The Sunnyvale, Calif.-based vendor is also providing a new management tool within HiveManager, the company's cloud-enabled management solution, that gives partners the ability to manage multiple customers from a central location and scale as needed.
The tool provides a centralized global view of multiple customers' networks to make it easier for channel partners, according to Michael O'Brien, vice president of Aerohive's Global Channel Sales.

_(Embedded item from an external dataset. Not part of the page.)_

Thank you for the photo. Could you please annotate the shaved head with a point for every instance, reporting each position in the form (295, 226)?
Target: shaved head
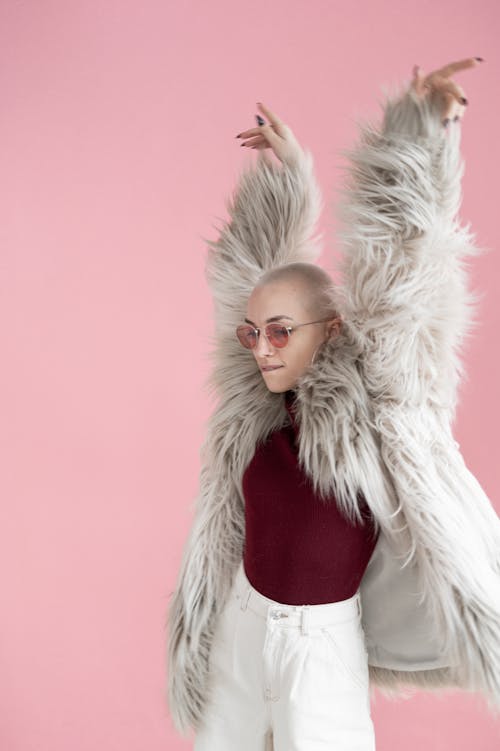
(317, 288)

"This is specifically designed to let partners manage multiple organizations from a single dashboard, from a single management interface," said O'Brien, in an interview with CRN. "We're trying to make it easier for partners to get a unified view of what's happening in the network."
GCI's Burgess says Aerohive is giving partners access to rich data and analytics that will help drive business outcomes for customers. "We've got a large development team that's building a portal experience that overlays ... the HiveManager that would give visibility to the customer," he said.
Aerohive says the program is boosting partners' ability to enhance or build an MSP practice around the program by providing management and wireless as a service in a subscription-based model.
"We are working to enable partners to bring managed services to life," said O'Brien. "We intent this managed service portfolio to be ongoing to have a longer life than just an Infrastructure-as-a-Service."
For the first quarter of 2016, Aerohive experienced significant growth in the wireless LAN market (WLAN), increasing 63 percent year over year to $28 million, according to recent data from research firm IDC. Aerohive's largest competitors in the space are Cisco, Hewlett Packard Enterprise -- which acquired Aruba Networks last year -- Ruckus Wireless, recently acquired by Brocade Communications, and Ubiquiti.
"We've got Cisco Meraki deployed, Aruba deployed, but we feel that the Aerohive solution gives us that visibility and analytics capability that customers are going to start demanding," said Burgess.